Federal Reserve chairman Ben Bernanke warned the protracted battle in Congress over raising the debt ceiling, less than three weeks before the country’s spending commitments could force it into default, was endangering its top-rated credit reputation.
“We’re already seeing threats of downgrades from rating agencies,” Bernanke told the Senate Banking Committee.
“This is a tremendous asset of the United States — the quality and reputation of our Treasury securities — and we benefit from it with low interest rates,” he said in semiannual testimony to Congress.
“So I would urge Congress to take every step possible to avoid defaulting on the debt or creating even any significant probability of defaulting on the debt.”
His comments came after Moody’s late Wednesday warning that it may cut the triple-A US credit rating because of rising prospects the US debt limit will not be raised in time to avoid default.
China’s Dagong credit ratings agency echoed Moody’s action Thursday by putting US sovereign debt on downgrade watch.

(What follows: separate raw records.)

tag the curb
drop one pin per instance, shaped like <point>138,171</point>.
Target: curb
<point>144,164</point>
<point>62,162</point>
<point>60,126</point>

China is by far the biggest foreign holder of US Treasury securities, at $1.275 trillion at the end of April, according to the Treasury.
Bernanke said a debt default would provoke a major economic crisis and risk a second recession.
“It would be a self-inflicted wound,” he said.
The US debt ceiling now stands at $14.3 trillion and the budget deficit is expected to hit $1.6 trillion this year.